Le roman raconte ce périple, (l'expédition, même, pourrait-on dire) du point de vue de William Bonnet, dévoilant peu à peu une réalité troublante. Yves Ravey distille le doute de telle manière qu'au fil du récit, on finit par ne plus très bien savoir qui est le plus fou, qui fait quoi, qui est hors la loi… On y repense longtemps après avoir refermé le livre, à essayer de démêler le vrai du faux, à repenser au récit de Bonnet en se demandant s'il ne nous a pas menés en bateau depuis le début.
Roman noir minimaliste
Le romancier est un maître dans l'art de troubler son lecteur, l'air de rien. Il parvient à créer un climat de terreur en juxtaposant la menace au banal, à la manière d'Hitchcock. Il sait nous glacer le sang, par exemple, avec une scène parfaitement anodine de dégustation de milk-shake dans un bar … L'essentiel est hors-champ, entre les lignes, se niche dans les détails, la violence est sous-jacente et la vérité jamais où l'on croit qu'elle est.

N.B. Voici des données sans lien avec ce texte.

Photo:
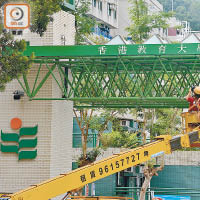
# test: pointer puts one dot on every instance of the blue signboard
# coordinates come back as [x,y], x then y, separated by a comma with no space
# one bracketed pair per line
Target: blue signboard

Tout cela avec en arrière-plan une peinture sociale, qui met en scène des personnages enfermés dans leur condition. Yves ravey dessine aussi la France et ses paysages, ses banlieues, ses zones pavillonaires et industrielles, ses motels ou ses cafés de centre-ville. On y voit les photographies de Raymond Depardon. En prime : un art consommé du dialogue, et l'humour souvent en embuscade. Il y a aussi toutes ces petites phrases à double sens : où "faire fondre la glace" ne fait pas seulement référence au milk-shake et "tourner à l'orage" à la météo.
L'écriture d'Yves Ravey, limpide et discrète, est redoutablement efficace pour servir un récit obscur et déroutant. La performance tient autant de l'écriture que de la construction romanesque, et notamment du choix du narrateur, celui-là même qui est censé détenir la vérité, mais qui trimballe le lecteur de bout en bout, le laissant pantelant sur le bord de la route, avec des questions non résolues, preuve que la vérité n'est jamais qu'une question de point de vue. Une fois encore Yves Ravey sème le trouble, et on se laisse faire avec délice.

Extrait
"Le cri de Mathilde a jailli dans l'air, suivi d'un claquement de porte. Je me suis levé, ébloui par le soleil, en renversant la chaise, à la recherche des mes lunettes à verre fumé : Mathilde, vêtue d'un déshabillé, lançait sa valise ouverte sur le parking, une jupe chiffonnée dans la main. J'ai couru."